Доктор биологических наук, профессор МГУ, авторитетный вирусолог, автор множества публикаций в престижных научных журналах; известный в московских музыкальных кругах блюзмен, основатель и лидер группы «Черный хлеб»; сын патриарха отечественной журналистики Анатолия Аграновского и внук спецкора «Правды» Абрама Аграновского. Все это — об одном человеке, Алексее Аграновском, или, как зовут его коллеги-музыканты, Докторе Аграновском. Нашу беседу он, вопреки канонам интервью, начинает сам — с вопросов о последних событиях и ситуации в российских СМИ — и неожиданно заявляет, что он консерватор и в интернете новостей не читает. 

 

— А откуда же вы их узнаете?

— От людей, из газет… Дочка, например, приносит «Коммерсант». По старой памяти — мой папа там когда-то работал — просматриваю иногда «Известия». Какие-то они стали жалкие, а была ведь такая классная газета еще несколько лет назад. Я даже не понял, что с ними сделали, очень жаль. Очень был достойный журнал «Итоги», а его взяли и закрыли. Мне жалко многие бумажные издания, которые скопытились. Я оттуда получал информацию, которой верил. Для меня это вопрос интуиции. Я могу даже верить некоторым программам центрального телевидения, до определенной степени, конечно, сопоставляя информацию. Мне не хватает одних только каналов «Евроньюс» и CNN. 

 

— И все-таки, почему не интернет? Там ведь и на события реагируют оперативнее, и можно найти подачу на любой вкус.

— Наверное, я несовременный человек. Мне интернет просто неудобен для получения информации, и там слишком много вот этой разноголосицы. Она, безусловно, нужна, но должна быть «красота без пестроты», как кто-то из церковных классиков говорил. 

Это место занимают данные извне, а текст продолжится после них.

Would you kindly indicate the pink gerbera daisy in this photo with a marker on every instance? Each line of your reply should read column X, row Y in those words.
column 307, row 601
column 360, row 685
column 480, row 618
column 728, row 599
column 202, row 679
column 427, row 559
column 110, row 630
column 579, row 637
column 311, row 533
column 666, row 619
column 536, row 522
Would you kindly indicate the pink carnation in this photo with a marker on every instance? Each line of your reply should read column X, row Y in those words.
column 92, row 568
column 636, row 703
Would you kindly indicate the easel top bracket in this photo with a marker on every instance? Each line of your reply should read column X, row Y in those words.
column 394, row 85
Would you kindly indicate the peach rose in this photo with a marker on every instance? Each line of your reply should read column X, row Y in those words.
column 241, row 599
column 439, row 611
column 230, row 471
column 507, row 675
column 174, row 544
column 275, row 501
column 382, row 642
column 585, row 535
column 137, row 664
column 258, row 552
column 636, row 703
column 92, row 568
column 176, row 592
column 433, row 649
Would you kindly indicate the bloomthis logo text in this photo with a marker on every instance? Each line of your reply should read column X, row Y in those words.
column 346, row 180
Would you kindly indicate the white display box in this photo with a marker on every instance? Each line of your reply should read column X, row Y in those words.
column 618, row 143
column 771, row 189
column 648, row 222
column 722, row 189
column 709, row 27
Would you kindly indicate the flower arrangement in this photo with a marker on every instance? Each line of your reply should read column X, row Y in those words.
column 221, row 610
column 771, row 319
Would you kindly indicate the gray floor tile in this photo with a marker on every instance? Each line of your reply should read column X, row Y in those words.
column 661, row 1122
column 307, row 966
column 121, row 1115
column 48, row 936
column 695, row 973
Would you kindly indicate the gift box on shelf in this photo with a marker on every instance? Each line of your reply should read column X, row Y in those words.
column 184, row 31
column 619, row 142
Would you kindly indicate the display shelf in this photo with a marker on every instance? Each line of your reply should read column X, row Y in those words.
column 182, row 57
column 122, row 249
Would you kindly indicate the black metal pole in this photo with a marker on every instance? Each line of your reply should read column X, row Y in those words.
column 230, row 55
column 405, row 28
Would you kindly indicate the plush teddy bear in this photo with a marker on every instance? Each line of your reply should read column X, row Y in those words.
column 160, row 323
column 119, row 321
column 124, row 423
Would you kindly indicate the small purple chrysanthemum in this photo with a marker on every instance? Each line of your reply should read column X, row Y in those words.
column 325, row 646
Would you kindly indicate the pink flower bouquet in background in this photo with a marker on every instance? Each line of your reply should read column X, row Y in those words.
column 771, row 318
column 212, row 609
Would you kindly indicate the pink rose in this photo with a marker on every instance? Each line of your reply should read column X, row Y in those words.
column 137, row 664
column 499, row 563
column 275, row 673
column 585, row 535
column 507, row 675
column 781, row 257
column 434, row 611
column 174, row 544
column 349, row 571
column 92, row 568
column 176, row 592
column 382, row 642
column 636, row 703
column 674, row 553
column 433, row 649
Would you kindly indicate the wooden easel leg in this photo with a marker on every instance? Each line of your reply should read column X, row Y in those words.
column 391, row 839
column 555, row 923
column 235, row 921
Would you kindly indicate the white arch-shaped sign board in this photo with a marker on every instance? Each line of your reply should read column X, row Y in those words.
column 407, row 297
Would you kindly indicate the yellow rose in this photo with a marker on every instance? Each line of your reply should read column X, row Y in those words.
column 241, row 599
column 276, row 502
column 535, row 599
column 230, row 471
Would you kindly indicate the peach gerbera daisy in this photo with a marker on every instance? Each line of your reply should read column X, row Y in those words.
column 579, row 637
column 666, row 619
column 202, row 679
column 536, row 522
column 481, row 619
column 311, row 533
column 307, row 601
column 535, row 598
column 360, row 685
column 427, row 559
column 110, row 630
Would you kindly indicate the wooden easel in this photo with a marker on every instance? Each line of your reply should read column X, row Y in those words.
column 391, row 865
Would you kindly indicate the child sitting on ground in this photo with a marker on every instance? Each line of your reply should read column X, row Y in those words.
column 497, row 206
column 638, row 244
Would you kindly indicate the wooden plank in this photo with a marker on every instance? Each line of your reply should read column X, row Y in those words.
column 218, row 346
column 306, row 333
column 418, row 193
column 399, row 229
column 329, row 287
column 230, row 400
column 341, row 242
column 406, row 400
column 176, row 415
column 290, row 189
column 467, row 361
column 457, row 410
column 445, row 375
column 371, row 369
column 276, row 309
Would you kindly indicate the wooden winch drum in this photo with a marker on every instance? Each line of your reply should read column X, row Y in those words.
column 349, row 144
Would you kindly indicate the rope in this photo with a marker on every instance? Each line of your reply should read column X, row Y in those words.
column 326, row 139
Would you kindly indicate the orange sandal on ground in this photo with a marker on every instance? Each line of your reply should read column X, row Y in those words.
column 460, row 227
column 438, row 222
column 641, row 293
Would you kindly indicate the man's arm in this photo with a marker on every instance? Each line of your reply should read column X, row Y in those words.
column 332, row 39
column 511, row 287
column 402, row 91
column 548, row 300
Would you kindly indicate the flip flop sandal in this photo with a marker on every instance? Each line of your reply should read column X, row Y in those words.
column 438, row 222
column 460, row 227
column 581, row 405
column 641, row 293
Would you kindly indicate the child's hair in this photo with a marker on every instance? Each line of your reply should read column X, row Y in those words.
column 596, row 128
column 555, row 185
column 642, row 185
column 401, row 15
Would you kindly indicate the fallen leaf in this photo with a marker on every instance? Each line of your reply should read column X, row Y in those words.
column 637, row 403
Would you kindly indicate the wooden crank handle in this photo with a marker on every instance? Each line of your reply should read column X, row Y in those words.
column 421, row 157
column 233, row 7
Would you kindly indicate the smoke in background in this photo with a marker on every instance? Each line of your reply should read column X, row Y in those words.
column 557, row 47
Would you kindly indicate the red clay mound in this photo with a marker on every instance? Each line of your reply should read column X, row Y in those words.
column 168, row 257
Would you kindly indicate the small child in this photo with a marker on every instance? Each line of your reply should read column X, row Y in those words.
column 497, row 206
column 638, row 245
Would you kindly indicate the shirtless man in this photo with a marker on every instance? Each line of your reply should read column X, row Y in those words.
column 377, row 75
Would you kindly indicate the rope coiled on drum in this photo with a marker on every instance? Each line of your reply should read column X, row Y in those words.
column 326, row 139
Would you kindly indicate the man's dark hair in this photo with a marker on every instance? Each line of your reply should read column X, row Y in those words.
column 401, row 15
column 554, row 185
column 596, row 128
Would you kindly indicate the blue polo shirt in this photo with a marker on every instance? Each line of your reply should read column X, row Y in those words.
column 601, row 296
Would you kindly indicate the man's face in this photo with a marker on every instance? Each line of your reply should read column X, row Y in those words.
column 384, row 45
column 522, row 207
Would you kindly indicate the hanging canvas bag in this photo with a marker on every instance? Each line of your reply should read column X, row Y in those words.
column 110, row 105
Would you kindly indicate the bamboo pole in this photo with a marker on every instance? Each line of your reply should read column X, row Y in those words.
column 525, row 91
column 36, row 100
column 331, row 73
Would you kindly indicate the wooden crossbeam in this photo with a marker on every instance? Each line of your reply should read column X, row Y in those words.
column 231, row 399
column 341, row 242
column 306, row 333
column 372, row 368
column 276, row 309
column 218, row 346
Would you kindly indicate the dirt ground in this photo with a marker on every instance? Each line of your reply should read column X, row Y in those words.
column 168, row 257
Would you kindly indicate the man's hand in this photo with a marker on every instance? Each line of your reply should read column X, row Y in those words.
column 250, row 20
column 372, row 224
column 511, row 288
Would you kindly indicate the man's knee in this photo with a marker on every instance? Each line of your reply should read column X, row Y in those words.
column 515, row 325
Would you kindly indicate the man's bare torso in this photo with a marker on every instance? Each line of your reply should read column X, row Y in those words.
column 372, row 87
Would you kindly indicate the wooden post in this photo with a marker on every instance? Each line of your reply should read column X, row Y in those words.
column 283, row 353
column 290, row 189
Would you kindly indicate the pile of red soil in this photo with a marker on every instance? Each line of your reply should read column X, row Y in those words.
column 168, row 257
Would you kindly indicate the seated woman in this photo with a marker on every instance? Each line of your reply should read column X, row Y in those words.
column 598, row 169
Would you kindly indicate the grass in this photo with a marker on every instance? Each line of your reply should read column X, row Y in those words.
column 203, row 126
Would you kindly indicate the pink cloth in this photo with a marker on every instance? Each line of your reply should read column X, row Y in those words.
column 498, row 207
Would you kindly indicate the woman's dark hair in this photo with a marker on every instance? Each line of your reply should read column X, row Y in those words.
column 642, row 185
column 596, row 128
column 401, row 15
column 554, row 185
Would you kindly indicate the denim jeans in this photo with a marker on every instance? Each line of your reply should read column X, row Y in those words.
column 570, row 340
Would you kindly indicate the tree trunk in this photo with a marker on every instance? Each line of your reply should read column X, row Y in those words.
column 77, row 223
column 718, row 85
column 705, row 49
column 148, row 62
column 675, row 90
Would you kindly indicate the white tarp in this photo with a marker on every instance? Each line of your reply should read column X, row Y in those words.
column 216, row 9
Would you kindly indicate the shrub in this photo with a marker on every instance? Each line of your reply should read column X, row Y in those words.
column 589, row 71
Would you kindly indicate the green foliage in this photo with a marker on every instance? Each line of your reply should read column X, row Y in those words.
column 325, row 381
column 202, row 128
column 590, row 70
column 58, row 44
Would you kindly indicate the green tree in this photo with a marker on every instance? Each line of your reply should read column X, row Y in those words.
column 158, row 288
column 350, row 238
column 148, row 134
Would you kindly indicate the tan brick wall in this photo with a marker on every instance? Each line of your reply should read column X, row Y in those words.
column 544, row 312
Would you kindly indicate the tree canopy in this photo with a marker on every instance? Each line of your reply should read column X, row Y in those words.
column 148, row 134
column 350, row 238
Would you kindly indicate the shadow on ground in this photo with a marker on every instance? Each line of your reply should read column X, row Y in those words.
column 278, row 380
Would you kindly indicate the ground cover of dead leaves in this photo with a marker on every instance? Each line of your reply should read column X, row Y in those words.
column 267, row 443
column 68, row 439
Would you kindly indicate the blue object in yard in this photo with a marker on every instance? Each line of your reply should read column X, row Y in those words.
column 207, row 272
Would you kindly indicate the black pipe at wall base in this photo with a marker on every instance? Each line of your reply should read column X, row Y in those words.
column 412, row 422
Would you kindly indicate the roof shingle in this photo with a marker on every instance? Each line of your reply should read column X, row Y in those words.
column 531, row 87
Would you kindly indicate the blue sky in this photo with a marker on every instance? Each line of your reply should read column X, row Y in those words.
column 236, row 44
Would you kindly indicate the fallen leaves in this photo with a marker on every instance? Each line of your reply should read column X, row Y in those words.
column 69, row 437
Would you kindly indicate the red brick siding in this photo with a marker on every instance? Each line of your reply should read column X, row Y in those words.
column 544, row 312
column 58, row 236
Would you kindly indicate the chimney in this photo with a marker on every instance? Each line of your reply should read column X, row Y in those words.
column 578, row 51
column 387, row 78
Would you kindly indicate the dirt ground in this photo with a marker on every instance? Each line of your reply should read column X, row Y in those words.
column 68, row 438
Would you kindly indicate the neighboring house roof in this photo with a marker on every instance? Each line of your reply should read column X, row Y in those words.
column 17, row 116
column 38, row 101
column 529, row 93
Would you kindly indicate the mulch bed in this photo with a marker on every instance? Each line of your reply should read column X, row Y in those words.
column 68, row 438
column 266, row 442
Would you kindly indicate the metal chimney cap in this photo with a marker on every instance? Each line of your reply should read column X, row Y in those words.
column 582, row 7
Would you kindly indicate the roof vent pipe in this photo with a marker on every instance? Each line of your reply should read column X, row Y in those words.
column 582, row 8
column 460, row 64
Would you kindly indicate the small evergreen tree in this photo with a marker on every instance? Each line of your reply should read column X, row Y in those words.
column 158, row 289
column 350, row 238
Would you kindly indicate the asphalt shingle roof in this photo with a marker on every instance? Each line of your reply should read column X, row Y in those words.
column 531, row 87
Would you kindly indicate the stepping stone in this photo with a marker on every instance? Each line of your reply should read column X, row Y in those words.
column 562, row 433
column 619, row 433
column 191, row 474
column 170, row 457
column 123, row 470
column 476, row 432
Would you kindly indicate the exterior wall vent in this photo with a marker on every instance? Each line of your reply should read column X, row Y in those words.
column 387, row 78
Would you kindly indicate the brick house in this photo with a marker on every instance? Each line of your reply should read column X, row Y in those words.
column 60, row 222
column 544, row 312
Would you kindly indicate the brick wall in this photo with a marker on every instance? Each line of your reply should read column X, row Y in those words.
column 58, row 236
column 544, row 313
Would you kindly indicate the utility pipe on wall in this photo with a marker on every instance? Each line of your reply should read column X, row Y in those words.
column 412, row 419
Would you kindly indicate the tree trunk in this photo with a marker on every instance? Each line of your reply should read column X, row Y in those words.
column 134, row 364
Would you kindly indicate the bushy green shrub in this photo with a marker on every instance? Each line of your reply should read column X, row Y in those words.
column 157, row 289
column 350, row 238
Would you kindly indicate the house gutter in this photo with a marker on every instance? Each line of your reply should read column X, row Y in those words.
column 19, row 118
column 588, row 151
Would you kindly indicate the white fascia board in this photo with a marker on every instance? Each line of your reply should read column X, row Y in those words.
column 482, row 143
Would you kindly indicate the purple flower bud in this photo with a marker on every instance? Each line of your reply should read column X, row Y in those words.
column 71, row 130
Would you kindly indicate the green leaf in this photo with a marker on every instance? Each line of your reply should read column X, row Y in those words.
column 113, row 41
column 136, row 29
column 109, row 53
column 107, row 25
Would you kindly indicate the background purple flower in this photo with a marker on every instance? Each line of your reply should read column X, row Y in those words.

Я всю жизнь был леваком. Это было нормой для студенчества и молодой научной поросли 70-80-х. И я себе тогдашний очень напоминаю теперешнюю либеральную интеллигенцию, к которой отношусь вполне нежно. Но я помню и излишнюю доверчивость, это единомыслие и даже, выражаясь словами другого классика, «либеральный террор» того времени. Не дай бог тогда было в компании на кухне не просто сказать что-то положительное о советской власти, а хотя бы не выразить ее определенного отрицания — тебе немедленно говорили, выпучив глаза: а-а-а, недаром ты был комсоргом на втором курсе. И все в таком духе в ответ на любую реплику, отличную от «я ненавижу советскую власть». Это я про 70-е вам рассказываю, и это мне во многом напоминает теперешний тон, к примеру, «Эха Москвы». Очень жалко, это так все неумно.

— А как умно?

— Для меня существуют некие стандарты, например, мой отец. Работая в самые глухие, застойные времена, он не высказывал всего, что думал, но при этом никогда не писал и того, что не думал. В этой недосказанности был даже какой-то кайф, потому что умный и сдержанный читатель все равно это вычитывал. Как говорил о музыкантах гитарист Валерий Гелюта (московский музыкант, исполнитель блюза и рок-н-ролла — прим. ред.), «у него каждая нота в законе». У моего папы так каждое слово было, и это для меня один из стандартов. А внимательные читатели есть всегда. Времена меняются не так сильно, как нам хочется и думается.

 

— Кто еще, кроме отца, был для вас нравственным ориентиром?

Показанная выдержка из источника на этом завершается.